Bridge becomes the Master for all included interfaces. So it will be GW for LAN ntwrk. Does this mean if I want to use diff ntwrk for Gst Wifi I can assign a dhcp server for gst wifi to ether1?

One suggestion - don't use 'capsman' as name for bridge, it can bring some confusion later. Actually this bridge serves as interface for entire LAN not only for CAPsMAN.

Sounds reasonable. Of course I have to come up with a name that makes sense, but that can come later.
As for Firewall Filters. I was looking yesterday and am I correct in believing if I do not specify an IN Interface for a rule (leave it blank) this is a "default" and it would then look at the LAN port (bridge) as the default "IN Interface"?

Well, I have a single wAPac device connected to a switch on my LAN (pulling a dhcp IP from the LAN network) with 2 radios (2.4 and 5.0Ghz). The wAP is managed by CAPsMAN. The CAP is broadcasting 2 SSID's and I am able to connect to both SSID's with a wireless device. At this time, both SSID's are connecting clients to the LAN subnet.

Now comes my tricky part. I would like one of the SSID's to connect clients to a different subnet with Internet access so I can keep guests off the LAN subnet.

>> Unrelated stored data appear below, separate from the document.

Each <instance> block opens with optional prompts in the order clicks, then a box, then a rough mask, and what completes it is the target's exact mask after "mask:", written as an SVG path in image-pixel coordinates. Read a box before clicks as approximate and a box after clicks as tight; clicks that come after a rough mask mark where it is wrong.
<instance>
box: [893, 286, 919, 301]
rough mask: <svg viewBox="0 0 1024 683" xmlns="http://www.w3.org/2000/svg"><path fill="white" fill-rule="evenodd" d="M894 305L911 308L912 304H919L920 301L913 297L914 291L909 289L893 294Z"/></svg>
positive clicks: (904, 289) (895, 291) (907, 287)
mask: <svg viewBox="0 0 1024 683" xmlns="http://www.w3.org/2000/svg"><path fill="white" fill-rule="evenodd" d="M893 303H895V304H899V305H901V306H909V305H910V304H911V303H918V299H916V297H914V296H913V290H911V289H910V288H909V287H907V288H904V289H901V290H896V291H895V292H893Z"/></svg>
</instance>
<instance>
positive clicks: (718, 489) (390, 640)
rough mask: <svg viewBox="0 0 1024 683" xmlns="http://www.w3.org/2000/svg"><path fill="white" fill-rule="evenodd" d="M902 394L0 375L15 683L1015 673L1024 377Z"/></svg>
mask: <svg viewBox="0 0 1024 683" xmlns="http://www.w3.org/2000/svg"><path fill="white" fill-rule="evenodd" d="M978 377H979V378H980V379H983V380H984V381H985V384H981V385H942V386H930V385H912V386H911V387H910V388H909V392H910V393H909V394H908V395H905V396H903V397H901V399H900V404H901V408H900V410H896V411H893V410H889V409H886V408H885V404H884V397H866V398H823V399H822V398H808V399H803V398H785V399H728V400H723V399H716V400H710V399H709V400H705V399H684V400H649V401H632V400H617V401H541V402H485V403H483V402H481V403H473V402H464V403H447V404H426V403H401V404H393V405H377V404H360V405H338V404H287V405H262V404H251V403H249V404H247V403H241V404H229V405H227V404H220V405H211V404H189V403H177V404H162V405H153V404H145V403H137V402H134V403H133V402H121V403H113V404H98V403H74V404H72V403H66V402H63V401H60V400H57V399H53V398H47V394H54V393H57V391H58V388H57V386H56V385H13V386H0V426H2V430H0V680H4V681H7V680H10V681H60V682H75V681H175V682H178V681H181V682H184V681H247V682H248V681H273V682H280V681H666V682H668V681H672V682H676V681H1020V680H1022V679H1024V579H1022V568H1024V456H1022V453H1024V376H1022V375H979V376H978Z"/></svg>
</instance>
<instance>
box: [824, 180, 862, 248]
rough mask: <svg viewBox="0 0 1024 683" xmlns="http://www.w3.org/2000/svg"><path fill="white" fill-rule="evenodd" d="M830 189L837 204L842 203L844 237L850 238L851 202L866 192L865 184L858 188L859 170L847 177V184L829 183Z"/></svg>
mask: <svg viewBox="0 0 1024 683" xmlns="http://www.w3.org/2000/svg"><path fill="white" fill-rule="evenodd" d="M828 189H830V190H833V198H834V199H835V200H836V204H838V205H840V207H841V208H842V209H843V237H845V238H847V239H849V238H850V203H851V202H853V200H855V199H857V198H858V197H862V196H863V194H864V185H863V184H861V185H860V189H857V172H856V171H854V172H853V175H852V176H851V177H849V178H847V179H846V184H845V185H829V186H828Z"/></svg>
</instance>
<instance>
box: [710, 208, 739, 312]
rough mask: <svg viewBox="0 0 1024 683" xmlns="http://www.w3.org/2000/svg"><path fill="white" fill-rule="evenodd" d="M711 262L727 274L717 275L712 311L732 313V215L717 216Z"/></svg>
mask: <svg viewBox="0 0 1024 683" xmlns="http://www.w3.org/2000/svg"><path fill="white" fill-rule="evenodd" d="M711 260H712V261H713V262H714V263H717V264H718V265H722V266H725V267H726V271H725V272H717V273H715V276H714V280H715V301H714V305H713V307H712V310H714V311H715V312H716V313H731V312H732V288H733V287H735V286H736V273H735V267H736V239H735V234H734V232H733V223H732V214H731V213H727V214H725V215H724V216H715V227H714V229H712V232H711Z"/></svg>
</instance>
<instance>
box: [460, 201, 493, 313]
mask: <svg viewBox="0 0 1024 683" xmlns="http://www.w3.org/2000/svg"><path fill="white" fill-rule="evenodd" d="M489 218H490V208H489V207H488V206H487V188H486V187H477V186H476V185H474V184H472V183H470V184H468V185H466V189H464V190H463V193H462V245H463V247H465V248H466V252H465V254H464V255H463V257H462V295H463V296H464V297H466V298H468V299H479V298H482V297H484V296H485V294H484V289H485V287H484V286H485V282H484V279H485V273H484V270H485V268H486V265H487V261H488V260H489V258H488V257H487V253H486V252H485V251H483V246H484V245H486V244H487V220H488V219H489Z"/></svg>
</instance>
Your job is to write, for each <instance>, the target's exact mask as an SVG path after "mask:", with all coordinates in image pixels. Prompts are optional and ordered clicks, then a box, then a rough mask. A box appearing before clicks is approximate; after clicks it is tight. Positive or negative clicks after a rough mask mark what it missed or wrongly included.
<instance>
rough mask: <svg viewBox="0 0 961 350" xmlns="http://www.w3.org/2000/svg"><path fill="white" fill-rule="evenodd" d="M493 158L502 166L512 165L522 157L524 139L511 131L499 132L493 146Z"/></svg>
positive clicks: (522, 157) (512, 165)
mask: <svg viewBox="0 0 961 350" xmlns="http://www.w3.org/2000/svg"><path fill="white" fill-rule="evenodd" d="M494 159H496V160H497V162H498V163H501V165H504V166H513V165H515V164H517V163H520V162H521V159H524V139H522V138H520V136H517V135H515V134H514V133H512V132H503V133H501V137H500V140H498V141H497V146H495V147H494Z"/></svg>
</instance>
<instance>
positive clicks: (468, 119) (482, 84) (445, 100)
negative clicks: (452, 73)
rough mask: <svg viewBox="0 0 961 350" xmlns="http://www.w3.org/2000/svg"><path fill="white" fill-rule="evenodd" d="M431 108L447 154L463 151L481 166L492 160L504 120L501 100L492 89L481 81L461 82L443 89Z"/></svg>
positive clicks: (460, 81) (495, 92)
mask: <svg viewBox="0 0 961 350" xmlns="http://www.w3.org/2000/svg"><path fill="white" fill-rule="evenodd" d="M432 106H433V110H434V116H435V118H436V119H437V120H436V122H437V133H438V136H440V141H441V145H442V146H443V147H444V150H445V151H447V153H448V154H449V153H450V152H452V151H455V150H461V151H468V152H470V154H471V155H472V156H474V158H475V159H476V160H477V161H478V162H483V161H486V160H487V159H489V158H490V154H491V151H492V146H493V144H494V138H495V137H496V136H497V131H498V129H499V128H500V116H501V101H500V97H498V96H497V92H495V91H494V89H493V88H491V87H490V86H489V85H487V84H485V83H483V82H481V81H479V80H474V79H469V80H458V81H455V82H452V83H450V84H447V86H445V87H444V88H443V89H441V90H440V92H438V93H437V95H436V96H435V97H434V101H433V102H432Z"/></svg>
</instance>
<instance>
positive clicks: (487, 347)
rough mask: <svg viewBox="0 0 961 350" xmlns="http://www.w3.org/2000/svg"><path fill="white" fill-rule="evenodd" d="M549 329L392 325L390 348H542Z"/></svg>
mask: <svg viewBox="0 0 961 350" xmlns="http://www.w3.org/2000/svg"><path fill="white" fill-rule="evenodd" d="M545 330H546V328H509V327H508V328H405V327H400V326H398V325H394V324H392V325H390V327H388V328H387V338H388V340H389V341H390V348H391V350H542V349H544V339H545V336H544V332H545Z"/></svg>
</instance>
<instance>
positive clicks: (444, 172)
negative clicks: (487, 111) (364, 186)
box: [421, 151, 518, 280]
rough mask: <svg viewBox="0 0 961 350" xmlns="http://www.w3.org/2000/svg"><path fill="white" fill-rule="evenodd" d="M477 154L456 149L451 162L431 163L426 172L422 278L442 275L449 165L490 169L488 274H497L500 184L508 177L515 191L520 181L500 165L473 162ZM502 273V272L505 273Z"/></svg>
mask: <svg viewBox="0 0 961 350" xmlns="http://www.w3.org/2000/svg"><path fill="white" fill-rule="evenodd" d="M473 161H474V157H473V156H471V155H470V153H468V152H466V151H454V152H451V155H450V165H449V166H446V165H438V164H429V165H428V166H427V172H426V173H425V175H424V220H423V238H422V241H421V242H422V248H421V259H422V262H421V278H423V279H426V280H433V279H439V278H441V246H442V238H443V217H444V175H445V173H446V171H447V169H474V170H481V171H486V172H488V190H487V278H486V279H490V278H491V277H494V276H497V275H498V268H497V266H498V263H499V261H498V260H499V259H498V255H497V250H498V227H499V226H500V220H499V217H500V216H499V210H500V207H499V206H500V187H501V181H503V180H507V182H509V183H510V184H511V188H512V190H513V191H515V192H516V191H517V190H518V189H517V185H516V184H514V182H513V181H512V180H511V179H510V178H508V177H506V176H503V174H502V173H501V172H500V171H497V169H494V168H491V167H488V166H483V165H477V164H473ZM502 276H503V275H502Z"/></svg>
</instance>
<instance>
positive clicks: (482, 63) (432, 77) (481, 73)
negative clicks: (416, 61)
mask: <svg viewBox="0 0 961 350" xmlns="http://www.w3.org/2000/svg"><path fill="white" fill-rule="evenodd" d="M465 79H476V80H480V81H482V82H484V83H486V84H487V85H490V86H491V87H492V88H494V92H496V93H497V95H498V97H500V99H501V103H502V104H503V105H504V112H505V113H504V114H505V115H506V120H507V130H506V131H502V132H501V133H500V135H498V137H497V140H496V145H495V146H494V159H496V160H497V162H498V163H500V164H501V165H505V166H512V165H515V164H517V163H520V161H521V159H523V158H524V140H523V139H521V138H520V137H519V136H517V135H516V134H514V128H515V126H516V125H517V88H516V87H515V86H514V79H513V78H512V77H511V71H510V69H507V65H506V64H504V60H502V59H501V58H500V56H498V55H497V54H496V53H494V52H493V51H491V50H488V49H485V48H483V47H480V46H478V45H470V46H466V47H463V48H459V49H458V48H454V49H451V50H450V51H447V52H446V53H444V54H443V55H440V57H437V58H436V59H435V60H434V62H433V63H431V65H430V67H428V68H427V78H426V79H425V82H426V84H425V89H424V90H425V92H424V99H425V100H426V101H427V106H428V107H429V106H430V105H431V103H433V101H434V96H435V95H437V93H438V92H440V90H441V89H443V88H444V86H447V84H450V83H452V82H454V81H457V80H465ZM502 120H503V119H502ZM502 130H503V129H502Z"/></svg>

I believe I have to use Virtual AP interfaces and setup another Bridge interface, but it is difficult to pull the correct info. I find details for setting up an AP device directly with Gst wifi, but this is usually a singe radio device and is not managed by CAPsMAN.

Can I get some further guidance? Thanks

Thank You everyone for input. It looks like Ive got everything settled.

I've got clients connecting on both the LAN WiFi and the Gst WiFi receiving the appropriate IP addresses.

I need to watch for a bit but then I'll see about getting 3 more wAP devices to install and then I can work on signal strength for roaming.